Well then, if we suffer, we share in the sufferings of Jesus, in order, as Saint Paul will tell us, that we may also share in his glory (Rom 8 17). If we carry always and everywhere in our body the sufferings and death of Jesus, it is so that the life of Jesus may also be manifested in our body (cf 2 Cor 4:10). And the same Apostle, who in his life experienced a long apprenticeship in pain, can speak of the joy which he feels in the sufferings that he endures, because he can complete in his flesh what is lacking in the sufferings of Christ, for the sake of his Body which is the Church (cf. Col 1:24).

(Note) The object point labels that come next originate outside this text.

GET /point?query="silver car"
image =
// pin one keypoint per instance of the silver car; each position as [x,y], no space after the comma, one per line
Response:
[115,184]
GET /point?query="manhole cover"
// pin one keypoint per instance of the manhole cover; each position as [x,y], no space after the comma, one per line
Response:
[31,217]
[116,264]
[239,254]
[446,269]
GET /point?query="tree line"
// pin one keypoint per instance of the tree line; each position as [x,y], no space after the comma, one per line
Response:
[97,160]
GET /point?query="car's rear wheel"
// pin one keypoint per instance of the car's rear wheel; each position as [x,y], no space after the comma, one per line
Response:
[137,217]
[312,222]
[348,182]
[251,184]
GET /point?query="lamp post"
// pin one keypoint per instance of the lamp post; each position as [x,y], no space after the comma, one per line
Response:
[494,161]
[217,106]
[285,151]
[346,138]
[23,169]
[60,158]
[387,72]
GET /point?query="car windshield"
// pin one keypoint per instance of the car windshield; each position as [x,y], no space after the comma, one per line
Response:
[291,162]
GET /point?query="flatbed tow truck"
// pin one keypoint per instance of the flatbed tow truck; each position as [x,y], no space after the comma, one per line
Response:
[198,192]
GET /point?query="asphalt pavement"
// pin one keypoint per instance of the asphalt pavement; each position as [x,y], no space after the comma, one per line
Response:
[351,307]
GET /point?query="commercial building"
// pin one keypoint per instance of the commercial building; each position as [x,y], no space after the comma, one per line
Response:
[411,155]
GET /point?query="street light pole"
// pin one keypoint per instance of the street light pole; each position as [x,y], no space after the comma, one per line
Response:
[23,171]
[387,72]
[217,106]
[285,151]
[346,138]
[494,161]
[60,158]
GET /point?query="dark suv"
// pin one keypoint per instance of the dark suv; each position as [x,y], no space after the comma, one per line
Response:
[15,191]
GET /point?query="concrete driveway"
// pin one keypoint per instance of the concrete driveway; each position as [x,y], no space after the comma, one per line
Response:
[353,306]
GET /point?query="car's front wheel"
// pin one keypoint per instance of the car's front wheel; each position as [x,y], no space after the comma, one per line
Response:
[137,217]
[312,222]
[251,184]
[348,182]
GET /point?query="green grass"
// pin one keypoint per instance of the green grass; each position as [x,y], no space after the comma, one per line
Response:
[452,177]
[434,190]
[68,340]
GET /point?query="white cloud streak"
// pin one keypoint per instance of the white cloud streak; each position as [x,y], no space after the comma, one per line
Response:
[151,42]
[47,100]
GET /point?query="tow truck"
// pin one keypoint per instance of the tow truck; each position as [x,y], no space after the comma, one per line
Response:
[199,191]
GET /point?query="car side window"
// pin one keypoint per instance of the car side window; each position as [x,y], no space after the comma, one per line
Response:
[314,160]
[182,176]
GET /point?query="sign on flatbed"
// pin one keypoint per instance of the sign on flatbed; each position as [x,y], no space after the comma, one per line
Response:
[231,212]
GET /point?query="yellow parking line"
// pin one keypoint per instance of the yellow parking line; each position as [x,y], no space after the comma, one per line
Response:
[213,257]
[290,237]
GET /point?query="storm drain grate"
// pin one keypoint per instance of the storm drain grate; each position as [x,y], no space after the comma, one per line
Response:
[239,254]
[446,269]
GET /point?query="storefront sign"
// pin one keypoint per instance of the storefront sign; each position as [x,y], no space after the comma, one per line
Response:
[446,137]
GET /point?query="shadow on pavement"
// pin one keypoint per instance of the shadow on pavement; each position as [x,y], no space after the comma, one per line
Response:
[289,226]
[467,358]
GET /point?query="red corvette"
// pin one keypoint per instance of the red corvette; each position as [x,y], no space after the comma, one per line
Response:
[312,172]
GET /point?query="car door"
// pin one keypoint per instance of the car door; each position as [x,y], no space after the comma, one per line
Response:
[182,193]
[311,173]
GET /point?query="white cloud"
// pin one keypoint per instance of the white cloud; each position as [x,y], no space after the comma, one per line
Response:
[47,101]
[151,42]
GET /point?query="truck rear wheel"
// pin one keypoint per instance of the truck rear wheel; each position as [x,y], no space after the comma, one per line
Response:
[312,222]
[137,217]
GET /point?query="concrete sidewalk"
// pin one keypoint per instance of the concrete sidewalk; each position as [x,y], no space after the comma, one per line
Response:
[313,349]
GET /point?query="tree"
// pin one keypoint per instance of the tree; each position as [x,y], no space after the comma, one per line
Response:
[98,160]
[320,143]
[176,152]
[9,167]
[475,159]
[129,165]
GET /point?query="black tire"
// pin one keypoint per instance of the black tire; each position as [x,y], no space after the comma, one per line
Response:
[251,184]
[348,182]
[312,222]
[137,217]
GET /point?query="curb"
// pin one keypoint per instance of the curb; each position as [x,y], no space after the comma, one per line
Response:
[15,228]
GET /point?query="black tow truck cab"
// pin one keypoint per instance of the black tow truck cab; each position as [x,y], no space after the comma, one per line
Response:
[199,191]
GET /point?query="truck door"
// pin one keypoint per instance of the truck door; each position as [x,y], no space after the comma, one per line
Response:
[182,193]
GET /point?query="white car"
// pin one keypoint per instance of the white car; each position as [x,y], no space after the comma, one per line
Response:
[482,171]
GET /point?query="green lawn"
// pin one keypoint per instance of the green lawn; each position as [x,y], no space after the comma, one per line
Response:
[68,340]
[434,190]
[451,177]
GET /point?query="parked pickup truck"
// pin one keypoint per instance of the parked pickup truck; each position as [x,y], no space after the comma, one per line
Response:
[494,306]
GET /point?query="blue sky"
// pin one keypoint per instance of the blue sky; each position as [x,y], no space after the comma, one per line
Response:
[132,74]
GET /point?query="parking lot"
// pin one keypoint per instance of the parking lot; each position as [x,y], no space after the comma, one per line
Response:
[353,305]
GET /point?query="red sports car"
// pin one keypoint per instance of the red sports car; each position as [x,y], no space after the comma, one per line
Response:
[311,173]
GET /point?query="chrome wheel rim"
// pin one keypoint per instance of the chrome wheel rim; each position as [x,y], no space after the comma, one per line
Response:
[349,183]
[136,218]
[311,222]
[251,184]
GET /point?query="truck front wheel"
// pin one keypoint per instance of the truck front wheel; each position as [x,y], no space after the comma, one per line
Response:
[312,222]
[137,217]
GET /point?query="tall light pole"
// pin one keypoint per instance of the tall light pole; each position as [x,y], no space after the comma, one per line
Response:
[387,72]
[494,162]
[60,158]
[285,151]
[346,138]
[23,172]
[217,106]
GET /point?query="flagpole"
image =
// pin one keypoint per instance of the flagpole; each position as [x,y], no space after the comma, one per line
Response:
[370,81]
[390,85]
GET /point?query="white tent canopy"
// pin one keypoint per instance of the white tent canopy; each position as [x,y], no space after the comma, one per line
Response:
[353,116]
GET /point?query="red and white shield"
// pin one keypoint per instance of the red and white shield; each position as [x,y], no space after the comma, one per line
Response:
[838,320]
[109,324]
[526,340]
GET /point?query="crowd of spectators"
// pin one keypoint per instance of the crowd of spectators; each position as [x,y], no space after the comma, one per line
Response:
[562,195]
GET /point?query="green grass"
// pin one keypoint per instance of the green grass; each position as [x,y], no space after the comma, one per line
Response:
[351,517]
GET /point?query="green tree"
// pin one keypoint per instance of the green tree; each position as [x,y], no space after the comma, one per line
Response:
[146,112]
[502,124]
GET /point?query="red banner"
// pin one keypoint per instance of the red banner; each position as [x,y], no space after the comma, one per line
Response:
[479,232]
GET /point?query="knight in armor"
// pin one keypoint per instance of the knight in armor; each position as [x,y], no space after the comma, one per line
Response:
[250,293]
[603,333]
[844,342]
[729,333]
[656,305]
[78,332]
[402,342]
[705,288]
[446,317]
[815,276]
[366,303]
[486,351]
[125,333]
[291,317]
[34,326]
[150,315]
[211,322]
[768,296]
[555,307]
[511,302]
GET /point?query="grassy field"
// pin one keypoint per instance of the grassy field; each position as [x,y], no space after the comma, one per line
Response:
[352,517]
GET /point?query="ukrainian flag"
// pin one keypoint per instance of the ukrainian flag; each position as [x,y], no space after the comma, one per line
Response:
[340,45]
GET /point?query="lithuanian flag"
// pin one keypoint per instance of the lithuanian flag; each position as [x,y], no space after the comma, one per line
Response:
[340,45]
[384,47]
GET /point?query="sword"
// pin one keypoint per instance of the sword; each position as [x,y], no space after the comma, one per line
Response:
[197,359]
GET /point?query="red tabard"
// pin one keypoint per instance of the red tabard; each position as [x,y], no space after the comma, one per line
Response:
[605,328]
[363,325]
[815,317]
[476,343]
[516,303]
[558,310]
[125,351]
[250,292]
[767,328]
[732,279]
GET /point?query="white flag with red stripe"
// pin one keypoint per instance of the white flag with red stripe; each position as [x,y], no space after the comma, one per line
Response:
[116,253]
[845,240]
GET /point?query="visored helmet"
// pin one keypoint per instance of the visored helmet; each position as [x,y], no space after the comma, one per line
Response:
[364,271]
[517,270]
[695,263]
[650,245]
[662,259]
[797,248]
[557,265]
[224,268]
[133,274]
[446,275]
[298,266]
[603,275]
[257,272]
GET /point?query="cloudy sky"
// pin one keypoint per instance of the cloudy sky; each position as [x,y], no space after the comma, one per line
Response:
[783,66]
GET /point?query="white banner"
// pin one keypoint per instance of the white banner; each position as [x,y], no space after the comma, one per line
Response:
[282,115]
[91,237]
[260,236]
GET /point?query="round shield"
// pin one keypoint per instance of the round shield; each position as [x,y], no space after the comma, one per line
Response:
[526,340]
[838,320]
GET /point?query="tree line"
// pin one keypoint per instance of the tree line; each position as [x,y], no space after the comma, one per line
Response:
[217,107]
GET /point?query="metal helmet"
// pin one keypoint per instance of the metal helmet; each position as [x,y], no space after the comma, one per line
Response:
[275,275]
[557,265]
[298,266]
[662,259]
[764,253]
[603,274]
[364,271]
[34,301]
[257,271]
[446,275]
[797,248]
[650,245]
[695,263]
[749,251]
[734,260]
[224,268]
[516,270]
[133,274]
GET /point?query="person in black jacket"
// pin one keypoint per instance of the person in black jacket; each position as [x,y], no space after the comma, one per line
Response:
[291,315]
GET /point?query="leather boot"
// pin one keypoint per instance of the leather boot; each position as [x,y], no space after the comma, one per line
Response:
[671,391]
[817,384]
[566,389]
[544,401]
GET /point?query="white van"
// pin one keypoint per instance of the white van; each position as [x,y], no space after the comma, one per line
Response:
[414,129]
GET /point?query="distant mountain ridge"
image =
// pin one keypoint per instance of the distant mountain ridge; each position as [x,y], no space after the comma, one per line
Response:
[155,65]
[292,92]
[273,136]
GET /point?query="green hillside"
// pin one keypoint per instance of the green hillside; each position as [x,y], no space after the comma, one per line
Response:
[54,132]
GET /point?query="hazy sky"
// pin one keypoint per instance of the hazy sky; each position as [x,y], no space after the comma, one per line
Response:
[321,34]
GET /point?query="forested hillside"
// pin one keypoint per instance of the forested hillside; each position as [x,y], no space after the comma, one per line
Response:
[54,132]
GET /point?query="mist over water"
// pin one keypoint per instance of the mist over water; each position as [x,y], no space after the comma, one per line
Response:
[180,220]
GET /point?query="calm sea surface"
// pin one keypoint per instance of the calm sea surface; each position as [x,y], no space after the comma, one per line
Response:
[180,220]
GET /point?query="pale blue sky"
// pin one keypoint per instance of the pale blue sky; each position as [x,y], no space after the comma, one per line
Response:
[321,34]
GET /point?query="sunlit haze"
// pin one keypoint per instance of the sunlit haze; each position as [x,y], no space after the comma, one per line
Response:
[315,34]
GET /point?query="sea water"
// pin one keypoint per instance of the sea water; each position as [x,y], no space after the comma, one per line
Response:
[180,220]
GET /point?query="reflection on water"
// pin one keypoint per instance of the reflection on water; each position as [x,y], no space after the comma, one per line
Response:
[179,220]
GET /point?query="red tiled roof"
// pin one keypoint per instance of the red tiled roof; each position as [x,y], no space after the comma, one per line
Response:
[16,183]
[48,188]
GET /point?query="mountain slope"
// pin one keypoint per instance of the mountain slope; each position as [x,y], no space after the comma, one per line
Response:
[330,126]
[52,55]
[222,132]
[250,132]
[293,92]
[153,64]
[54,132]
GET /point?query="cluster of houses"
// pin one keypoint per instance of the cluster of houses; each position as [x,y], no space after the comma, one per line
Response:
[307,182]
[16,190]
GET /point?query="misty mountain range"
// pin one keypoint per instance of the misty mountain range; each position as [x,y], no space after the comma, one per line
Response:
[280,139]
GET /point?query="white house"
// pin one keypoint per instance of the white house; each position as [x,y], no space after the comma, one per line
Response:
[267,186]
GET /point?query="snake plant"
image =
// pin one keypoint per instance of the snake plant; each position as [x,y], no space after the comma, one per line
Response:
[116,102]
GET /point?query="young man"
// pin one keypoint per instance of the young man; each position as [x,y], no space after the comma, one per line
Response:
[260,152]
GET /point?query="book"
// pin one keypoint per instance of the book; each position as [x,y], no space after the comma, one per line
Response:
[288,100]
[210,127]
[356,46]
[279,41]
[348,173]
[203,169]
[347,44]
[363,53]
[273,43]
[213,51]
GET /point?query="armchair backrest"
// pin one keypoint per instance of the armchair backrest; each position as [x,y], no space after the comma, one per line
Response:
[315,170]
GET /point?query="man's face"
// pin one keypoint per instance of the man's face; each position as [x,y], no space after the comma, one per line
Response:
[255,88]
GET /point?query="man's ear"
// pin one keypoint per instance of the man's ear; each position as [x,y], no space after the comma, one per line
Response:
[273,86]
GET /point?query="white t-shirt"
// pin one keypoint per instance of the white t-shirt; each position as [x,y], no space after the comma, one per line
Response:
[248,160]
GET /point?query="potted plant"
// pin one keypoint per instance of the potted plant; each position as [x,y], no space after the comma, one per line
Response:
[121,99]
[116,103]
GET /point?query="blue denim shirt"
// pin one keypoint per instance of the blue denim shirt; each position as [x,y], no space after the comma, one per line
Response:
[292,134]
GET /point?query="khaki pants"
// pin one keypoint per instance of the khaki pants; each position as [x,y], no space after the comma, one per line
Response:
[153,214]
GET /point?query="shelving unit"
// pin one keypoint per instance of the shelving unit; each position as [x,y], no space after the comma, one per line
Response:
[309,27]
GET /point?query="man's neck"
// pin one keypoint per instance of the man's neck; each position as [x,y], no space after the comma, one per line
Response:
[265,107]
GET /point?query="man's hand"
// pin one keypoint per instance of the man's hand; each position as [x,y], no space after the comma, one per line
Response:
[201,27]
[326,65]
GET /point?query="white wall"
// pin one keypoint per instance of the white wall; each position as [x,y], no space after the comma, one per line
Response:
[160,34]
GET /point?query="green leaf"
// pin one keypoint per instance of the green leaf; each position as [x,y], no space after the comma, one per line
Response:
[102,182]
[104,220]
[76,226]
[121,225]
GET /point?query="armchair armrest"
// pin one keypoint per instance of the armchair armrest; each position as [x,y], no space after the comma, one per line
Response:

In this Christian view of pain, the lament and crying of those who suffer, especially children, are not therefore a bitter protest, but a solemn, pure and stirring prayer of entreaty which is raised from this poor earth to the throne of God, that all men may be freed and purified from evil, that they may order their lives in harmony with the demands of divine revelation and may show themselves genuine “children of God.”
Blessed are you
3. From this point of view, Jesus declared “blessed” those who mourn and are afflicted, for they will be comforted (cf. Mt 5:4); and on the day of his return in glory as supreme and final judge of history, he will identify himself with all the suffering of the earth: “…I was sick and you visited me as you did it to one of the least of these my brethren, you did it to me” (cf. Mt 25:36, 40). This solemn proclamation from the lips of Christ must give a new and supernatural meaning to the task which you all perform on behalf of the least of the brethren of Jesus, the children who are sick and suffering. Your specific competence, your exemplary devotion, your generous commitment are directed towards Jesus, the God-Man, who is mysteriously present in them. It is in this spirit of the Gospel that your profession, in itself worthy of the greatest respect, becomes an authentic “mission” of faith and a contribution to the total elevation of man, made in the image and likeness of God.
From this place of suffering, but also of hope, I would like to address an invitation, an appeal, to scientists and those in whose hands is the fate of the earthly city: it is urgent, it is necessary, that enterprises, studies, research and contributions be directed and coordinated towards the alleviation of the suffering of our brethren who have been struck by various calamities and are the victims of illness. It is necessary to provide the proper finance for these studies and researches geared to the physical health of citizens. Let not the largest expenditure of the various countries be for armaments, the most sophisticated instruments capable only of causing destruction, death and desperation, while on the other hand no attention is given to those works and initiatives which are necessary and cannot be deferred if the life of men, even from a health point of view, is to be spent quietly and serenely in peace, justice and order.
It is my wish that this pediatric hospital, the Bambino Gesu’, will be a forward-pointing sign and a centre for studies in which these little children will be offered, along with the ever more advanced treatments which technology and science can provide, the most sensitive affection and devotion, inspired by the message of love of the Gospel of Christ.
With these wishes and in this spirit, I whole-heartedly confer my Apostolic Blessing upon these dear patients, the members of their families, the administration, the doctors, the paramedical staff, the sisters, the friends of the Bambino Gesu’ and all here present.